遺書
霊安室はひんやりとしていた。顔にかけられた布を取ると、母は眠っているようにも見えた。
不思議と涙は出なかった。
「心中を図ったんだ。一緒に発見された男は刃物で刺された外傷による失血死が死因だったようだ」
母は穏やかな顔をしていた。
「遺書も見つかってね。なぜこんなことになったのか…つらいとは思うが…」
秋月はそういうと、正義に一通の手紙を渡した。
”まーくん、ごめんね。こんな風にして、お別れをすることになるとは思わなかったけど、こうするのが一番だと思ったの。
突然いなくなってしまったことも、本当にごめんなさい。だけど、これ以上あなたに迷惑をかけたくないと思って。
そして、私の一番の罪を償うためにはこうするしかなかったの。
あなたのお父さんを殺したのは、私です。隠していてごめんなさい。”
正義はそこまで読むと、わなわなと震え始めた。
そしてあの日、目の前で燃える父の姿を思い出し、恐怖で胃が引き攣り、激しく嘔吐した。
「違う!違う!だって、あの時、母さんは…違う!」
頭を掻きむしり、叫びながら、なおも吐き続け、正義は意識を失った。
香織が美津江たちを訪ねた日、美津江はただ泣きじゃくるばかりでそれ以上、何も語ることはなかった。 ただ、享司の死というよりは、香織との関係を誤解していたことに対してショックを受けているようだった。
香織はそんな美津江を見て、
「ここを出て、うちの店でしばらく働かない?」
と言った。
「生活が落ち着くまで、いてくれて構わないから」
そうして、美津江は香織のもとに身を寄せることになった。享司のことについては、口をつぐんで二度と語ることはなかったが、店の手伝いをしたり、正義と一緒に夏生の世話をしたり、少しずつ落ち着きを取り戻していったように見えた。
半年ほど過ぎて、事務のパートの仕事を見つけると、店からそう遠くないところに空き部屋を見つけ、美津江は正義と二人で暮らすことにした。
「いつまでいてくれてもいいんだよ。困ったときはお互い様なんだし」
そう香織が止めても、美津江は頑として、
「これ以上世話になるのは申し訳ないから」
と香織のもとを出て行った。
「困ったらいつでも頼ってね。お互いシングルマザーなんだし」
「ありがとうございます」
そうして、親子二人の生活をスタートした美津江だった。
正義も少しずつ、以前の快活さを取り戻していった。それでも、体の傷跡を見られるのが嫌で、夏でも長袖を着て、体育の時間もプールには入らなかった。
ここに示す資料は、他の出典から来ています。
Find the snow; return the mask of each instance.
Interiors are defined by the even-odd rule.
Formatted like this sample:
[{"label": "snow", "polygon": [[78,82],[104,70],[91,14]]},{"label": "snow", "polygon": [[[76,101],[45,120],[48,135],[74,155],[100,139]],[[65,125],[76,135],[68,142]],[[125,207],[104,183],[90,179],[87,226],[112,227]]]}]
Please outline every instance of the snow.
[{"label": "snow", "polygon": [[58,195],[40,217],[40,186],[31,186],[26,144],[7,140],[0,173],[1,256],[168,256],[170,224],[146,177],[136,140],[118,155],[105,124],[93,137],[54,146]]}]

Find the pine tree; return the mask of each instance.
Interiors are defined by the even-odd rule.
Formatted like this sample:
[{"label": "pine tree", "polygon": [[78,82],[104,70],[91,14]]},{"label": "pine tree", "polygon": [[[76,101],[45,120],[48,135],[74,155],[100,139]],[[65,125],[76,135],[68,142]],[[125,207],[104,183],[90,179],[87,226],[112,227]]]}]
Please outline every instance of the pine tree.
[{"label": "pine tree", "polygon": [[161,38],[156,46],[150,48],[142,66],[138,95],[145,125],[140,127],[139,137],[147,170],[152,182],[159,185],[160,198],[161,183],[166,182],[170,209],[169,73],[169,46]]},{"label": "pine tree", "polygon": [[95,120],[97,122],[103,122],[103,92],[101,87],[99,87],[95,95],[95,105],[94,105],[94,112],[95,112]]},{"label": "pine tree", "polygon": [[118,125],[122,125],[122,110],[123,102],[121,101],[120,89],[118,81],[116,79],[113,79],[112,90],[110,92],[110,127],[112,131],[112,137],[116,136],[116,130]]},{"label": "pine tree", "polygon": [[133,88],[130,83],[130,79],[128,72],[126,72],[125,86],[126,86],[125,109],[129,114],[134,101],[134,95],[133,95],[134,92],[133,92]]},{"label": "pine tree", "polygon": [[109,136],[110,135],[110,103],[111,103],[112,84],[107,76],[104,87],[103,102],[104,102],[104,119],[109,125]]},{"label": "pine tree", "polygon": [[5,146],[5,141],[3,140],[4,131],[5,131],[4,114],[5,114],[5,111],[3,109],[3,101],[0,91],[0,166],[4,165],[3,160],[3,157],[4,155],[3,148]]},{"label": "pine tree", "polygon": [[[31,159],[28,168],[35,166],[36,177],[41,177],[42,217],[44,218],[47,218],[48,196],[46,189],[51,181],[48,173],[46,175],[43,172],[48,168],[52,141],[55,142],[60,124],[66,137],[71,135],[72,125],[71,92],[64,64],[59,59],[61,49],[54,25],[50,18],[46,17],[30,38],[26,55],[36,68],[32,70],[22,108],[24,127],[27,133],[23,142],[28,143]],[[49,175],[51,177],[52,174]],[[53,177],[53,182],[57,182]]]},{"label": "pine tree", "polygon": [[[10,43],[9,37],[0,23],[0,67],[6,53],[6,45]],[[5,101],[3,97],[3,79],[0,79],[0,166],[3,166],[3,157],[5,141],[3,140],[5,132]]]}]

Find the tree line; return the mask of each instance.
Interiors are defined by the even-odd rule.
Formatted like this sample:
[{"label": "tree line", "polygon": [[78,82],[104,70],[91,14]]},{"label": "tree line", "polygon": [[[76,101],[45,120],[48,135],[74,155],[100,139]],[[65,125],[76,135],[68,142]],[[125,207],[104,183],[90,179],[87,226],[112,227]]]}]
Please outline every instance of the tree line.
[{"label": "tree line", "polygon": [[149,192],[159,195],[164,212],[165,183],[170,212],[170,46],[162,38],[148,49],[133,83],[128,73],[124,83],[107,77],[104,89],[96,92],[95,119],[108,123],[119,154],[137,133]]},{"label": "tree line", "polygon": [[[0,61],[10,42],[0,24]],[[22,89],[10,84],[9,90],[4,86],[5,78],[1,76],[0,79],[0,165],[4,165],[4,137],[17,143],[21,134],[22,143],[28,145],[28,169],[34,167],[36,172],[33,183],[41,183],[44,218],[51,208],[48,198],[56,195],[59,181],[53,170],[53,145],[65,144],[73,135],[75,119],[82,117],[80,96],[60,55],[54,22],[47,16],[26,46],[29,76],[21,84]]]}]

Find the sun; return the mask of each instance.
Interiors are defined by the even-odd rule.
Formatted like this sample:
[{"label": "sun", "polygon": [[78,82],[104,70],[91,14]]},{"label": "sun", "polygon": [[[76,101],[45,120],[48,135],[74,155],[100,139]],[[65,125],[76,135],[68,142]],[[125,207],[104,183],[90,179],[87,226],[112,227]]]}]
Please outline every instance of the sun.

夏生は、まだ一緒に暮らし始めたころ、正義の体の傷跡を見て、不思議そうな顔をして、
「どうしたの?これ?」
と無邪気に尋ねたことがあった。正義は慌てて傷を隠そうとしたが、夏生は無遠慮にシャツをめくって、
「かっこいいね、ドラゴンのうろこみたい」
とにっこりと笑った。傷のことでからかわれたり、見てはいけないものを見たように目をそらされることが多かった正義はびっくりして夏生を見た。
「隠さなくたっていいのに。夏生はまーくんのこと、かっこいいと思うよ」
まっすぐな瞳でそう言う夏生に正義は思わず、つられて微笑んだのだった。